As for why Stempel listed herself as Simply Sweet's owner on her Voters' Pamphlet statement in 2016, she pointed out that she took over the business on Sept. 27, 2016, according to state records. Stempel didn't officially dissolve the business until Oct. 20, 2016, after the Voters' Pamphlet already had been sent out. Stempel said the family company grew out of a passion for making sugar-free treats for her father.
"We did have a company, but in order to do business, we would have needed to have a commercial kitchen, but we couldn't find one that would have worked in the city of Gladstone," Stempel said.
Stempel said that she took over the company from her relatives and then found that she didn't have time for it in addition to her day job and civic volunteering. Wentz predicted that the city's investigation will clear Stempel and Osburn of any wrongdoing.
"The city's bias to condone a witch hunt for Linda Neace and a mulligan for Stemple, Osburn and Alexander is actually more of a 'man bites dog' story than either of the business license issues," Wentz said.

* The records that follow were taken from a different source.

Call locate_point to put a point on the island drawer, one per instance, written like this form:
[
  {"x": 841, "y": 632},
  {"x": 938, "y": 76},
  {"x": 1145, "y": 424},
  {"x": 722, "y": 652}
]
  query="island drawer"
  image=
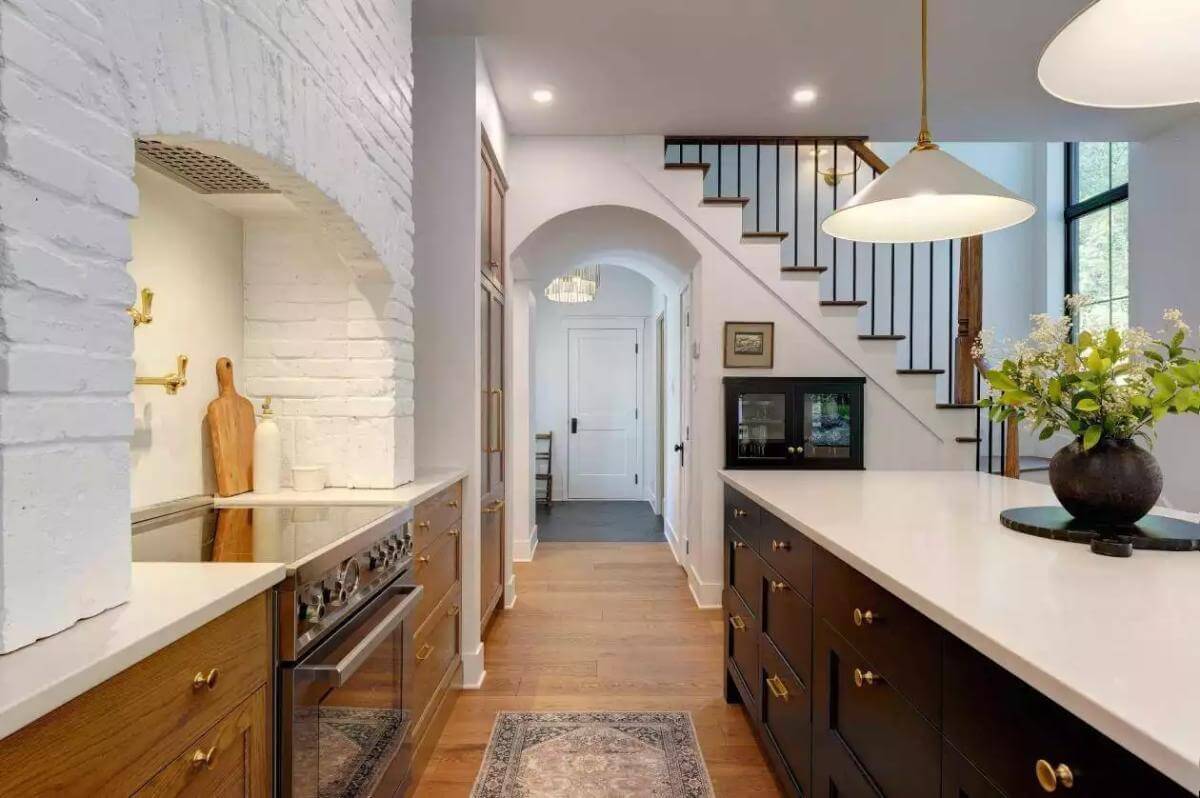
[
  {"x": 113, "y": 738},
  {"x": 742, "y": 515},
  {"x": 786, "y": 618},
  {"x": 742, "y": 641},
  {"x": 786, "y": 714},
  {"x": 1017, "y": 737},
  {"x": 744, "y": 571},
  {"x": 789, "y": 552},
  {"x": 437, "y": 514},
  {"x": 905, "y": 646},
  {"x": 862, "y": 709},
  {"x": 436, "y": 569}
]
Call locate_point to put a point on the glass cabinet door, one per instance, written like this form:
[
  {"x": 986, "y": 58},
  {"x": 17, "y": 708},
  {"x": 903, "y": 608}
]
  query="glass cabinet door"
[
  {"x": 826, "y": 425},
  {"x": 762, "y": 427}
]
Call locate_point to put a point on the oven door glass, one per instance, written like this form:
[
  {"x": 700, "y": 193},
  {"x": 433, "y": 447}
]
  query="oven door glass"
[{"x": 351, "y": 709}]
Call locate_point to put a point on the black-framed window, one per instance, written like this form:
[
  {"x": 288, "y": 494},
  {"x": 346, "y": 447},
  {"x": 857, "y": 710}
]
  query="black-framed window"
[{"x": 1098, "y": 232}]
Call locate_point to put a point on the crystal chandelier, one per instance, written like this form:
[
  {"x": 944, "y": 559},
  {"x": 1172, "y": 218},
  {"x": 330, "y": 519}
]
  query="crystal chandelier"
[{"x": 579, "y": 286}]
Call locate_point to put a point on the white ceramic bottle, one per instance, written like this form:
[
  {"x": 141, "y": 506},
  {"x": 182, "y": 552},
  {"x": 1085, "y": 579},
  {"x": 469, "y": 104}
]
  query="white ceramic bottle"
[{"x": 268, "y": 453}]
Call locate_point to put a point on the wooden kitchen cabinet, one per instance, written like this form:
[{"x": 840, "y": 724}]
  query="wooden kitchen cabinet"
[{"x": 136, "y": 732}]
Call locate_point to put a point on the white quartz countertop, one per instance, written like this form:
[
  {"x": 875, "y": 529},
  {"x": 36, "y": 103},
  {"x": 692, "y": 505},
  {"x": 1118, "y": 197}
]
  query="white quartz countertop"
[
  {"x": 167, "y": 601},
  {"x": 425, "y": 485},
  {"x": 1114, "y": 641}
]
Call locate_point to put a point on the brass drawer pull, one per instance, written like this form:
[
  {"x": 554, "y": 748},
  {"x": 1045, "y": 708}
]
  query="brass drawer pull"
[
  {"x": 864, "y": 618},
  {"x": 778, "y": 688},
  {"x": 199, "y": 681},
  {"x": 867, "y": 678},
  {"x": 204, "y": 759},
  {"x": 1050, "y": 778}
]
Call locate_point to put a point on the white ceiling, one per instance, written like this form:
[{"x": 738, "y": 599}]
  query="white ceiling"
[{"x": 730, "y": 66}]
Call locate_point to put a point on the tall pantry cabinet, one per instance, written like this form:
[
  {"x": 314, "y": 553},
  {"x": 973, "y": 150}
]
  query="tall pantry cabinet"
[{"x": 491, "y": 363}]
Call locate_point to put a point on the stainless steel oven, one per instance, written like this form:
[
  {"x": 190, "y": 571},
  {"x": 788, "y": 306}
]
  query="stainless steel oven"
[{"x": 346, "y": 705}]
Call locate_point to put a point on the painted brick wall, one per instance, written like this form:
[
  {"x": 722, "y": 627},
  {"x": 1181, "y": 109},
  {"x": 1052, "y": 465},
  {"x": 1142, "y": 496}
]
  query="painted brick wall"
[{"x": 315, "y": 96}]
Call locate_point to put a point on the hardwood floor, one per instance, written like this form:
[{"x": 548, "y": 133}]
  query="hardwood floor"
[{"x": 603, "y": 627}]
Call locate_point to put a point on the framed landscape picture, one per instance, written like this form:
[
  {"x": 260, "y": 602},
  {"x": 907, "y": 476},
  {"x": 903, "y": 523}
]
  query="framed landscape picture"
[{"x": 749, "y": 345}]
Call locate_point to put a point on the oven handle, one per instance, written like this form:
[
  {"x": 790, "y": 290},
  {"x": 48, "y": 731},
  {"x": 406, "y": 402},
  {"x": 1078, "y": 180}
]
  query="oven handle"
[{"x": 336, "y": 675}]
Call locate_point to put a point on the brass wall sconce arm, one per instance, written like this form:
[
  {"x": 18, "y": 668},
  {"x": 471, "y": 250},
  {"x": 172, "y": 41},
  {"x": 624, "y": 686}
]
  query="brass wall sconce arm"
[
  {"x": 142, "y": 315},
  {"x": 169, "y": 382}
]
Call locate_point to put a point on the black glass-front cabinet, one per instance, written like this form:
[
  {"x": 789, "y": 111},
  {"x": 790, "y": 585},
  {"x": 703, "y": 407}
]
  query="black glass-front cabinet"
[{"x": 793, "y": 423}]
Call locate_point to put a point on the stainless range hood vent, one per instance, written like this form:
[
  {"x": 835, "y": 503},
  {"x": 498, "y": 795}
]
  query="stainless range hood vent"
[{"x": 201, "y": 172}]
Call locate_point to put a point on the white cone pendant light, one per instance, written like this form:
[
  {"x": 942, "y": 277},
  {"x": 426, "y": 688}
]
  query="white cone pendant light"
[
  {"x": 1127, "y": 54},
  {"x": 928, "y": 196}
]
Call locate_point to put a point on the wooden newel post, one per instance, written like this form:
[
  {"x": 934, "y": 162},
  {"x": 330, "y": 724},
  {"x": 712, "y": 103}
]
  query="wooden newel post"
[{"x": 970, "y": 317}]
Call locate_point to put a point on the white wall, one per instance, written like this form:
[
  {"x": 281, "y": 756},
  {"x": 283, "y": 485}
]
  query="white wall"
[
  {"x": 1164, "y": 271},
  {"x": 190, "y": 255},
  {"x": 623, "y": 293}
]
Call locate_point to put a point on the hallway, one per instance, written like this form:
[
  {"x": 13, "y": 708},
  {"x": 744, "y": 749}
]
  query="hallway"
[{"x": 603, "y": 627}]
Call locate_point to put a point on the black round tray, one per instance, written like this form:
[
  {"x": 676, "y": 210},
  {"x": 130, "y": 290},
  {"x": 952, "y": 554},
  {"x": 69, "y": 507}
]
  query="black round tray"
[{"x": 1153, "y": 532}]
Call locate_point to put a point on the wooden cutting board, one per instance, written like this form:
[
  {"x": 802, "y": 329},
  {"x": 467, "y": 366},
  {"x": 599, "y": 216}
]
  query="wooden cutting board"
[{"x": 232, "y": 431}]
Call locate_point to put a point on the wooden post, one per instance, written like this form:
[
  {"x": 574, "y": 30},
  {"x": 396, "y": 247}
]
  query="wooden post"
[{"x": 970, "y": 317}]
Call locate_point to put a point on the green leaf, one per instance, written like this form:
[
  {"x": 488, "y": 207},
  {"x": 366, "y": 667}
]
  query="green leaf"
[{"x": 1000, "y": 381}]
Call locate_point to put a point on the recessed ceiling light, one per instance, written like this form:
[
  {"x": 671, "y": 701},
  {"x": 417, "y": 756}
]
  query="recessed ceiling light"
[{"x": 804, "y": 96}]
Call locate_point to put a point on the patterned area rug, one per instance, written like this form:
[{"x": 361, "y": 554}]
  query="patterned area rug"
[{"x": 593, "y": 755}]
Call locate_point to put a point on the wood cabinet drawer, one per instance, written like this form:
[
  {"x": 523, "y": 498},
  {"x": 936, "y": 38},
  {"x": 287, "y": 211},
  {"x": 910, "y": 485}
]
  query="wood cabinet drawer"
[
  {"x": 900, "y": 642},
  {"x": 742, "y": 515},
  {"x": 118, "y": 735},
  {"x": 743, "y": 570},
  {"x": 961, "y": 780},
  {"x": 437, "y": 649},
  {"x": 437, "y": 514},
  {"x": 786, "y": 713},
  {"x": 742, "y": 641},
  {"x": 1005, "y": 727},
  {"x": 437, "y": 570},
  {"x": 786, "y": 619},
  {"x": 859, "y": 708},
  {"x": 229, "y": 760},
  {"x": 789, "y": 552}
]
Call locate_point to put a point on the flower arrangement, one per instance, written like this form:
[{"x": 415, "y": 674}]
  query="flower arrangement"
[{"x": 1111, "y": 385}]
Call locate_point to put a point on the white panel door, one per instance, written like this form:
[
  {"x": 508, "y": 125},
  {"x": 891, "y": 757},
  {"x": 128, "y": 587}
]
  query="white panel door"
[{"x": 603, "y": 414}]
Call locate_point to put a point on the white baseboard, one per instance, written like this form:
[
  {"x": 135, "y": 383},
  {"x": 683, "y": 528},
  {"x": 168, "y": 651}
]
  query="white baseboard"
[
  {"x": 473, "y": 672},
  {"x": 706, "y": 594},
  {"x": 523, "y": 550}
]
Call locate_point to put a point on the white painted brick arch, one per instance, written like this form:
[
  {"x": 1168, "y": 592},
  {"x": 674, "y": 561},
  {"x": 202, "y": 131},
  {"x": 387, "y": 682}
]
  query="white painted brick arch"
[{"x": 313, "y": 95}]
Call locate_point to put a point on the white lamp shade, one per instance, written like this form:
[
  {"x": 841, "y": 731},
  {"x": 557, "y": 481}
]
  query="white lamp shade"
[
  {"x": 1127, "y": 54},
  {"x": 928, "y": 196}
]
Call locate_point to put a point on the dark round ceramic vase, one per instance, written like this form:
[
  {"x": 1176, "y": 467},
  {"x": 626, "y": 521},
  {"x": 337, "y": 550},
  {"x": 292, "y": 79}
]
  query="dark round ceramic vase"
[{"x": 1115, "y": 483}]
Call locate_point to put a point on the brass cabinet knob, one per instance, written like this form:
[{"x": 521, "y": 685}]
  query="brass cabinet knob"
[
  {"x": 1050, "y": 778},
  {"x": 199, "y": 681},
  {"x": 778, "y": 688},
  {"x": 867, "y": 678},
  {"x": 202, "y": 759}
]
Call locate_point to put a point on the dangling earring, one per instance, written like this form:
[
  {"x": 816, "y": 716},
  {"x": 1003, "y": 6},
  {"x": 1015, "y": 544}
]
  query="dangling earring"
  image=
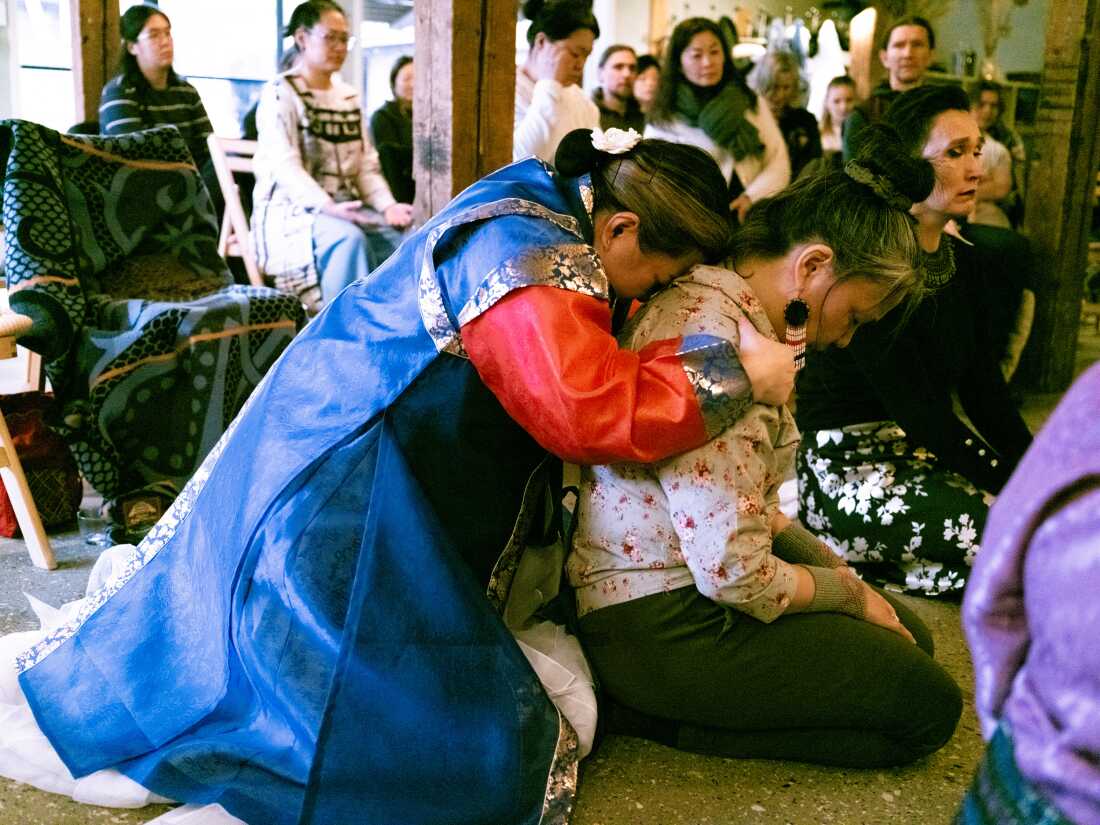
[{"x": 795, "y": 314}]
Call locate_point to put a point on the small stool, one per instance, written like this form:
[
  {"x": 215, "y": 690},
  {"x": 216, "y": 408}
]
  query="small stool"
[{"x": 11, "y": 472}]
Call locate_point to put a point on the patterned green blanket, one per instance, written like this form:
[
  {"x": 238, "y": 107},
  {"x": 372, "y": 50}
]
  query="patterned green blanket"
[{"x": 151, "y": 349}]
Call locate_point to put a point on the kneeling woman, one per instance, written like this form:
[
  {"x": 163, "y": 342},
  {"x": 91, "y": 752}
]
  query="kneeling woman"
[
  {"x": 306, "y": 637},
  {"x": 714, "y": 624}
]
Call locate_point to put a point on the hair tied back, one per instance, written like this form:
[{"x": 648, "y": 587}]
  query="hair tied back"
[
  {"x": 879, "y": 184},
  {"x": 578, "y": 153}
]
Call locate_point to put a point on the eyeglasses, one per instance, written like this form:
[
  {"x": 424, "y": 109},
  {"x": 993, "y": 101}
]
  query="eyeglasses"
[
  {"x": 334, "y": 39},
  {"x": 155, "y": 35}
]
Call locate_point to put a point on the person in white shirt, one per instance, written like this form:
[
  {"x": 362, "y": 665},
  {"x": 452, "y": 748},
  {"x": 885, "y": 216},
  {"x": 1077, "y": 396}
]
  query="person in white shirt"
[
  {"x": 550, "y": 102},
  {"x": 323, "y": 215},
  {"x": 704, "y": 101}
]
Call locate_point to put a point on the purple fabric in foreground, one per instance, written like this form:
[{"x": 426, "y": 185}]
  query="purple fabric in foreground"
[{"x": 1032, "y": 608}]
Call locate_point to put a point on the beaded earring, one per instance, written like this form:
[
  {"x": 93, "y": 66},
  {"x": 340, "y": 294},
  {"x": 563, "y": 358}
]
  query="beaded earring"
[{"x": 795, "y": 314}]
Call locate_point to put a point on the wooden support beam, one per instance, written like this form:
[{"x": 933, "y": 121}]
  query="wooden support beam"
[
  {"x": 1060, "y": 188},
  {"x": 464, "y": 99},
  {"x": 95, "y": 52}
]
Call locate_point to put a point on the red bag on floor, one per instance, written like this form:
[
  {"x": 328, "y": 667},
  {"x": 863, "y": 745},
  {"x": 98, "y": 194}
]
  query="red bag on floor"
[{"x": 48, "y": 465}]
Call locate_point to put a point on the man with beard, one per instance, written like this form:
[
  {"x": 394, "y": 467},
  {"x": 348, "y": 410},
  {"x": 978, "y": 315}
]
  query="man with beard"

"It's just politics," Stempel said. "In the unfortunate political climate we're in right now, we have to be more transparent and more accountable."
Stempel predicted that the mudslinging will get worse during this year's election season, although she had hoped that the city would soon get to focus on moving in a more positive direction.
"It's a very uncomfortable place to be, and it makes you wonder why anyone would want to do this volunteer, unpaid job," Stempel said.
Stempel said that the thought of advocating for worthwhile projects in Gladstone continues to motivate her in her mayoral position.
"I learned from my father that it absolutely takes a village, and you can't sit back and complain unless you're willing to roll up your sleeves and be part of the solution," she said. "I want to make Gladstone the best city that I can help make it be."